What You Need to Know About Iodine

Women are disproportionately affected by thyroid disorders, fibrocystic breast disease, breast pain and ovarian cysts, all of which are symptoms of iodine deficiency. Iodine supports the balanced production of thyroid hormones, as well as the health of breast, and ovarian tissue.

Iodine deficiency can lead to hypothyroidism as well as have implications on fertility. 

What is the most common cause of iodine deficiency?

The most common cause of iodine deficiency is lack of consumption of foods rich in iodine. The body does not make iodine, so it is an essential part of your diet.

“Goiter belt” is a popular term for an inland regions of the United States where goiters (enlargements of the thyroid) were once common due to consumption of foods grown on iodine-depleted soil. Iodine deficiency is a significant public health problem.

How much Iodine does a person need? 

The amount of Iodine you need depends on your age and your lifestyle. Pregnancy and lactation are conditions in which your need for iodine is increased. A reasonable dietary level of iodine is 150 mcg, while the therapeutic dose ranges from 100-1000 mcg daily. 

It is possible for your doctor to check your iodine levels in urine or blood if iodine deficiency is a concern for you. Iodine supports the health of thyroid, breast, ovarian and prostate tissue, to name a few.

Iodine deficiency can present as low thyroid function, as well as ovarian cysts and breast cysts in women. There is a link between iodine deficiency and fibrocystic breast diseases, which sometimes increases a woman’s susceptibility to breast cancer (1). Iodine is naturally present in the epithelial cells that line the ducts and lobules of the breast, and makes them less sensitive to the stimulating effect of estrogen.

What are good sources of iodine in food? 

Iodine is a mineral found in foods including: sea vegetables (kelp, seaweed, sea asparagus), iodized salt, fish, shrimp and egg yolks.
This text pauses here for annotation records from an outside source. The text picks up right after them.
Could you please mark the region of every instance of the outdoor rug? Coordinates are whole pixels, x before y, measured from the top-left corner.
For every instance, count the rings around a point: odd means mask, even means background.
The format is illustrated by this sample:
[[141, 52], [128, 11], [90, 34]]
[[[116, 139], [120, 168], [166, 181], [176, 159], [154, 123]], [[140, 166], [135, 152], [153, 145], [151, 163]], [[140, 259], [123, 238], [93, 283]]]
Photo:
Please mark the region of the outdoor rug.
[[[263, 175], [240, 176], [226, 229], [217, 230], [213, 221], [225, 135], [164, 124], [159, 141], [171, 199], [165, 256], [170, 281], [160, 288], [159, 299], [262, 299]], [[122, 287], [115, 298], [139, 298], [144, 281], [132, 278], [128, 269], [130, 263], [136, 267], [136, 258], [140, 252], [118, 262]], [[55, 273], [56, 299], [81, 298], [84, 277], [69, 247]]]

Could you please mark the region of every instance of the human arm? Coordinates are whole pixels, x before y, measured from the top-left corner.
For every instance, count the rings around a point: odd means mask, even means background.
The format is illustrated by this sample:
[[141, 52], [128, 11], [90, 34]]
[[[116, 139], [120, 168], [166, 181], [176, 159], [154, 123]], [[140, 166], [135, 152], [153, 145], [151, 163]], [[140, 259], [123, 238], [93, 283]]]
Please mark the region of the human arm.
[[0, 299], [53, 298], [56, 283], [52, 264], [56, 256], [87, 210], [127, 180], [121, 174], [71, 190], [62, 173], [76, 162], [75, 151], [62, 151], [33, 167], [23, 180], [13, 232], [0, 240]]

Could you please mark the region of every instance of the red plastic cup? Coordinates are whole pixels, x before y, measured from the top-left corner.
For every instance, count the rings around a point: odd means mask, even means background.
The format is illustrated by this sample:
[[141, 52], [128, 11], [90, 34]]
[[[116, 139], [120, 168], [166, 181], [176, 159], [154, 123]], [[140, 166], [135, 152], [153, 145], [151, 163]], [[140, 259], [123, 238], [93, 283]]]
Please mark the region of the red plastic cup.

Given the right growing conditions, the following vegetables also include iodine: asparagus, jerusalem artichokes, fennel, lima beans, strawberries, spinach, turnip greens and swiss chard.

Japanese women traditionally use kelp in their cooking, which is a rich source of Iodine. This may be one of the reasons that they have roughly one quarter of the breast cancer rates present compared to women in the US.  In animal studies, kelp has been shown to prevent breast tumors (2).

Can you take iodine as a supplement? 

Yes, but it is important to discuss appropriate dosages with your doctor. Supplemental iodine can worsen conditions like hyperactive thyroid and Hashimoto’s Thyroiditis, which is an autoimmune attack of the thyroid gland. Side effects of too much iodine are weight loss, insomnia, anxiety, heart palpitations, acne, headaches, water retention, and metallic taste in the mouth.  Dosages need to be monitored by someone experienced with thyroid disorders. Increasing your consumption of food sources of iodine, like Kelp is the safest option.

  1.  Changes in Dietary Iodine Explains Increasing Incidence of Breast Cancer with Distant Involvement in Young Women
    Jay Rappaport. J Cancer. 2017; 8(2): 174–177.
    Published online 2017 Jan 13. doi: 10.7150/jca.17835
    PMID: 28243321
  2. Kaur, SD.  The complete natural medicine guide to breast cancer.  Toronto:  Robert Rose Inc, 2003, p252.